— В суде?
— Боюсь, что да.
— О. А вы совершили что-то... страшное?
— Я часто творил ужасные вещи, — произнес он, наклонившись к девушке. — Но вряд ли нынче мне их вменят в вину. Скорей всего, нет. Трудно предугадать.
— Вы не уверены?
— Если честно, не до конца.
Он скорчил гримасу.
— Я очень, очень страшный старикан, вы же знаете.

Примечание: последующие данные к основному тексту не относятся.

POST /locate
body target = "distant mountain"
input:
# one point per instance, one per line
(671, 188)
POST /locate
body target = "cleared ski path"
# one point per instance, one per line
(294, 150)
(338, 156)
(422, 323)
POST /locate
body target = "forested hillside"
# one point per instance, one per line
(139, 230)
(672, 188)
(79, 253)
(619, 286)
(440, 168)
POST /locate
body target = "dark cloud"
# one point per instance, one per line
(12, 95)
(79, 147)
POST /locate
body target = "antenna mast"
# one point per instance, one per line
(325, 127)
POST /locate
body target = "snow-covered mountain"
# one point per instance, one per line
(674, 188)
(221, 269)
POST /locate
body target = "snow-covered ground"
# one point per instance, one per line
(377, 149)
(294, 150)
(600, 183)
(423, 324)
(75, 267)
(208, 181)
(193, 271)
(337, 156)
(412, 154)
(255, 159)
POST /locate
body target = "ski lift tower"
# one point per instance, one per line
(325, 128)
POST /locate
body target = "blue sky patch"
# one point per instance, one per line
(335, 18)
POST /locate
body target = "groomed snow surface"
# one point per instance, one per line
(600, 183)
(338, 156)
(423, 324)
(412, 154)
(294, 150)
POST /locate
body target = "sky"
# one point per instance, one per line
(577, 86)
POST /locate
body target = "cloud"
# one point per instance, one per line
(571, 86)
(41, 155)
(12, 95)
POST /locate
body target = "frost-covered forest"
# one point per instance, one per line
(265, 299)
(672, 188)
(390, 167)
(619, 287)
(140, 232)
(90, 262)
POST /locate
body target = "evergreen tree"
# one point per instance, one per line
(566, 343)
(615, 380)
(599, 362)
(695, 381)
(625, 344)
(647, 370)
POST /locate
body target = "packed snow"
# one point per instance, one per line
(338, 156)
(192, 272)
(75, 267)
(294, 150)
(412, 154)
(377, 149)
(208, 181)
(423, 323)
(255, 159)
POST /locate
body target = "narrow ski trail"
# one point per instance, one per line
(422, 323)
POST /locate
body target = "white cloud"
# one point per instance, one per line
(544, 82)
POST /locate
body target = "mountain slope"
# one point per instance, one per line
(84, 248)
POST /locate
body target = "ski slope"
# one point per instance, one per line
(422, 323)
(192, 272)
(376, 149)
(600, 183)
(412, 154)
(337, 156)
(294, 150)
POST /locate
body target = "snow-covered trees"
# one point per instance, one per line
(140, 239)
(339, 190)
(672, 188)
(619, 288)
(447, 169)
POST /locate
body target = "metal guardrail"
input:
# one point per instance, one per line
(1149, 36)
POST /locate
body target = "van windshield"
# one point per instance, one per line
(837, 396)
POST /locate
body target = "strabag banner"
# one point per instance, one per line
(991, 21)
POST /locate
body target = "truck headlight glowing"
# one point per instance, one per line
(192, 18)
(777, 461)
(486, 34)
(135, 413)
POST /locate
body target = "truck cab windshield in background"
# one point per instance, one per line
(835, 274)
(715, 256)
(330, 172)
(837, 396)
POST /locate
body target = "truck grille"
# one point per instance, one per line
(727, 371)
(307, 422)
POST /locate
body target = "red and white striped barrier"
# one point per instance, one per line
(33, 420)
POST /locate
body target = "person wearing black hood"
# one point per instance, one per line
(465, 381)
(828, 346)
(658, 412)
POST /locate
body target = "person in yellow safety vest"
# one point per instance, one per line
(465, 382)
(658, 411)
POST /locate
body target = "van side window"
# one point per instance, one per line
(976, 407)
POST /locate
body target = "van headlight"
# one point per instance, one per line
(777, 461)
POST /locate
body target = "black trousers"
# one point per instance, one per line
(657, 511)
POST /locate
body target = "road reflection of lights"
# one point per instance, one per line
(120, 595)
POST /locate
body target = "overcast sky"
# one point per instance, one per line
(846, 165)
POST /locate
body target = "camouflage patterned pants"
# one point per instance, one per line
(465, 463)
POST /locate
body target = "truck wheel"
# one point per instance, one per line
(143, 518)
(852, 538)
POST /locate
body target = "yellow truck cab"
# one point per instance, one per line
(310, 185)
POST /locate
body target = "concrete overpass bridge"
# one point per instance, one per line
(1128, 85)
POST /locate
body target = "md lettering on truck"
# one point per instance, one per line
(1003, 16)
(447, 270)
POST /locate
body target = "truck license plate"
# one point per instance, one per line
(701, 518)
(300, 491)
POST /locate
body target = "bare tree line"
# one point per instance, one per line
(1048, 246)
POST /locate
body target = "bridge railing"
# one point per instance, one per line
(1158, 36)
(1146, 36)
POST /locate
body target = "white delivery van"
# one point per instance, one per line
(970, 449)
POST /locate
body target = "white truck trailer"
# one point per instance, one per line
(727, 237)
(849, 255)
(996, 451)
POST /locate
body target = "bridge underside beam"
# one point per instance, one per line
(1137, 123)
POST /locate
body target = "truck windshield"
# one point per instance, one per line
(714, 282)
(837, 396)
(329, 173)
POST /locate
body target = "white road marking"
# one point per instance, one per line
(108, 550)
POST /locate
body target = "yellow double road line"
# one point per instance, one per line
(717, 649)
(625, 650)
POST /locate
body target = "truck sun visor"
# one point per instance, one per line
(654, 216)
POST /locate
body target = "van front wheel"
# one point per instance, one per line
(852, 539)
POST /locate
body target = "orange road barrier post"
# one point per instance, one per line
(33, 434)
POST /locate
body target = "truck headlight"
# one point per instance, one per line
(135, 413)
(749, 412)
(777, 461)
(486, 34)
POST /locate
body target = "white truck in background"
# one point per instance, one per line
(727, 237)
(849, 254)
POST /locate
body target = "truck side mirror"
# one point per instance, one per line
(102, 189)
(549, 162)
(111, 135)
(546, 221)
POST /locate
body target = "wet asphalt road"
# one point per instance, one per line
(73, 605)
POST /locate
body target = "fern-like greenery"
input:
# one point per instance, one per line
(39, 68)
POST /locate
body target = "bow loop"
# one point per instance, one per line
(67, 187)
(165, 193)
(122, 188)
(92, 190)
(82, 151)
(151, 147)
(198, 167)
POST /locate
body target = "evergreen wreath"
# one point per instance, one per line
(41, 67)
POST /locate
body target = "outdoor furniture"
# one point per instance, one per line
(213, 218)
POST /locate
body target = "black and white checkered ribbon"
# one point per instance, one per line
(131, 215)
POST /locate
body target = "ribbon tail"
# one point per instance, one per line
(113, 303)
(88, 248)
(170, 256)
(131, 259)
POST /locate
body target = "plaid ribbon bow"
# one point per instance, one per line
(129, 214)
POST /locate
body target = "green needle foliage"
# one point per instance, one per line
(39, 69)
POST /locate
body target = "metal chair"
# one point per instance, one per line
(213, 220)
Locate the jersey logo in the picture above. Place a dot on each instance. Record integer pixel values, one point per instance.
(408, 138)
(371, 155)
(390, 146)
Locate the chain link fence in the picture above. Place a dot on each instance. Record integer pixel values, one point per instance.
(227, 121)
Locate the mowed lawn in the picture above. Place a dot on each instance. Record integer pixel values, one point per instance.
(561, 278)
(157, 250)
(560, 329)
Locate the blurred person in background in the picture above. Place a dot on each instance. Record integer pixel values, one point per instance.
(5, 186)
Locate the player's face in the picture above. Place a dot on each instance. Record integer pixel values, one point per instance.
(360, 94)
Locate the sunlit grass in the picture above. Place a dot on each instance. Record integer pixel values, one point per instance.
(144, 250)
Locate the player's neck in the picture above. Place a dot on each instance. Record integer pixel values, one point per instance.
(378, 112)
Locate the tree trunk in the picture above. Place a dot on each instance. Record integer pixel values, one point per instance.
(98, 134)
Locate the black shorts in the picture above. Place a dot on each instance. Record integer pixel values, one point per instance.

Он стукнул пальцем по виску.
— Вам сто семьдесят восемь лет, как я слышала?
— Я старикан ста семидесяти восьми лет от роду, — подтвердил он важно и посмотрел на свой упругий, поджарый, мускулистый брюшной пресс. Согнул сильные руки. — Но, как видите, я превосходно сохранился. А вы бы сколько мне дали?
— Не знаю, — сказала она, искоса оглядывая его. — Даже не знаю. Не больше тридцати.
Так, теперь она захотела ему польстить.
— От тридцати до сорока, чтобы не ошибиться. — Он расплылся в улыбке. — Правда, аппетиты у меня, как у двадцатилетнего. — Он пожал плечами.
Она смотрела в пол, на губах девушки застыла вежливая улыбка.
— Так мне обычно говорят. Но я так давно был двадцатилетним по-настоящему, что не могу проверить их слова собственными воспоминаниями.
Он глубоко вздохнул.
— Точно так же я не в состоянии точно припомнить затерявшиеся во тьме веков истоки дела, которое свяжет меня по рукам и ногам после полудня.
— Правда?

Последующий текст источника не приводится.